Can you lose too much?
I have a question I can't believe I am asking - Can you lose too much weight? I am in my 9th month after surgery in Dec 2014 and am down 93lbs with 7 to go. I have embraced my new life in all ways (diet, exercise and thinking) and I am doing great. I have no desire to eat a bag of chips or fast food and I crave salads and protein - all good there. I guess I am afraid of losing too much in the course of the remaining honeymoon year.
I know the first year is the easiest honeymoon phase but my will the weight loss stop as my body realizes I am at a good weight or do I have to start adding more calories in to transition to maintaining the weight?
OK - so I saw a friend yesterday for lunch I have not seen in a few months. Her first comment to me was "you've lost more weight. You look frail". I was in a stall this past month so I only dropped about 4lbs. This friend is a size 0 and has been since I have known her. She is not the most positive person so I don't know what I expected. But it really bothered me. I am not sure how to handle it - I kind of feel like I should keep this friend at a distance until my weight redistributes a little but that could be a long time.

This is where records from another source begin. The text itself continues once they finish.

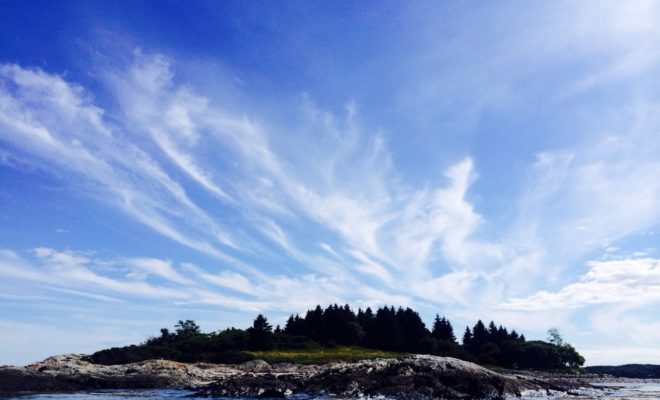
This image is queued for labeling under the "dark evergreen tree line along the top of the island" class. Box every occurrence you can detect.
[89,304,584,369]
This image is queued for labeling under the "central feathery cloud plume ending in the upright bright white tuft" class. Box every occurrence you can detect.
[105,51,499,304]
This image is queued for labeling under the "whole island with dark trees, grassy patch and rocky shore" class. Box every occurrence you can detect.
[0,305,596,399]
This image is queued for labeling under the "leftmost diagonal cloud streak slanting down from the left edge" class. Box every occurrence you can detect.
[0,65,242,262]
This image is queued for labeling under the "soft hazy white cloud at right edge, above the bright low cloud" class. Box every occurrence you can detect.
[502,99,660,297]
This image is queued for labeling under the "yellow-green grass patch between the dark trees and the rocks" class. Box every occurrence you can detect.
[246,346,404,364]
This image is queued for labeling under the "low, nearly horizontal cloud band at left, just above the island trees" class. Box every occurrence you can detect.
[0,248,348,311]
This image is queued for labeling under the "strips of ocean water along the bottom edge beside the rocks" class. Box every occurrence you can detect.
[0,382,660,400]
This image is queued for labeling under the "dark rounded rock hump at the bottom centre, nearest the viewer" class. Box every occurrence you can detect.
[199,355,519,399]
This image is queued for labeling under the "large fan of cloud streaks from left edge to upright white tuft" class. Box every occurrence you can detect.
[2,51,497,316]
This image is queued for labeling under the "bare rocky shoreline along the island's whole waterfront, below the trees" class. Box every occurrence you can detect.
[0,355,591,399]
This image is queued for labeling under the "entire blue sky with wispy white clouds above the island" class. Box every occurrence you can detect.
[0,1,660,364]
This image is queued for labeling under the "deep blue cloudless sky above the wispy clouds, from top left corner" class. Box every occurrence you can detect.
[0,1,490,175]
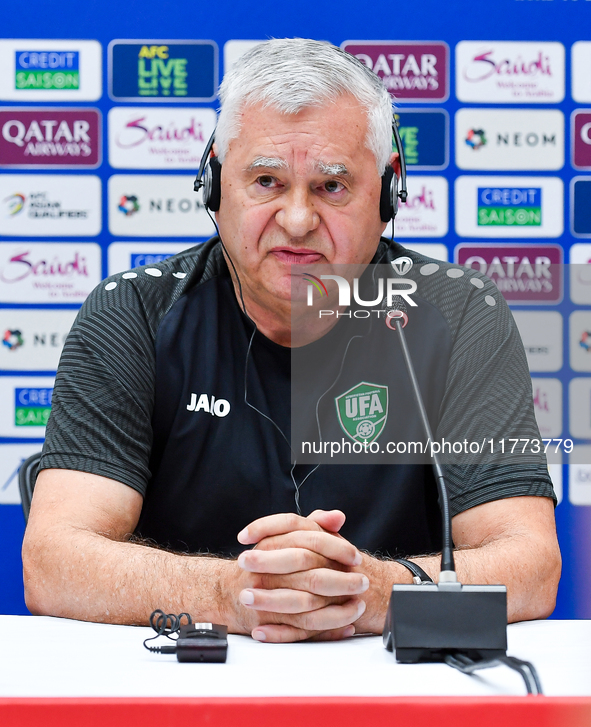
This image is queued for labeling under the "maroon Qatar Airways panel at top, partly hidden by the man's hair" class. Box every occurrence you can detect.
[341,40,449,103]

Any suggestions for me?
This is the boat i'm in now. My goal was 160, and here I am at 148 and still losing. People have actually asked me if I'm sick. I'm hoping the loses level off soon. I've added more healthy fats in and started eating some more carbs hoping to slow it down. I guess my body isn't where it wants to be. I have to admit its nice to be wearing sizes that i've never worn before.
I am grateful everyday for my tool - but people ask me if I am OK health wise and it kind of catches me in a weird way. I am in a healthy BMI and feel great but my goal is still 7lbs away. I am kind of worried when I get there, I won't be able to eat enough to stop the loss. I know, I know - we are never happy!!! I love my tool and being healthy just don't want comments from people I am not very close to. I mean no one ever asked me why I gained so much weight....
You'll be fine. I absolutely, positively guarantee that in the next year to year and a half, that you'll beefreaking out because you've gained some, and can't seem to stop.
6'3" tall, male.
Highest weight was 475. RNY on 08/21/12. Current weight: 198.
M1 -24; M2 -21; M3 -19; M4 -21; M5 -13; M6 -21; M7 -10; M8 -16; M9 -10; M10 -8; M11 -6; M12 -5.
In my 8 years here I have probably read posts from thousands of people. I think I can count on one hand the number of people who were truly too thin by year 2-3. Sadly most people who think they are underweight eat more and then cannot seem to stop. Many end up with a big regain.
Laura in Texas
53 years old; 5'7" tall; HW: 339 (BMI=53); GW: 140 CW: 170 (BMI=27)
RNY: 09-17-08 Dr. Garth Davis
brachioplasty: 12-18-09 Dr. Wainwright; lbl/bl: 06-28-11 Dr. LoMonaco
"May your choices reflect your hopes and not your fears."
Don't let people asking you if you are sick or telling you - you are too thin be your benchmark. I have had people ask me if I am sick numerous times and I am not even at goal. Also people are not used to seeing you thin, and it happened so quickly. Over time you won't have that 'too thin' look even if you stay the same weight. Your body will adjust over time and as the vets have said you will be glad to have some cushion room.
Cynthia 5'11" RNY 7/23/2014
Goal reached 17 months. 220lb Weight Loss
Plastic Surgery Dr. Joseph Michaels - LBL and Hernia Repair 2/29/16, Arm Lift, BL, 5/2/16, Leg Lift 7/25/16
#lifeisanadventure #fightthegoodfight #noregrets
I am not going to worry too much about losing too much weight, as I am sure as others have mentioned, in due time, once malabsorption stops, some bounce back is bound to happen.
I hear you though, never did I ever think that at 10 months post op, I would be wearing a size 2, and have a 24 " waist... My goal was a healthy size six or so, yet here I am.
Congrats on your success, and just keep sticking to your centres plan, and you'll be fine.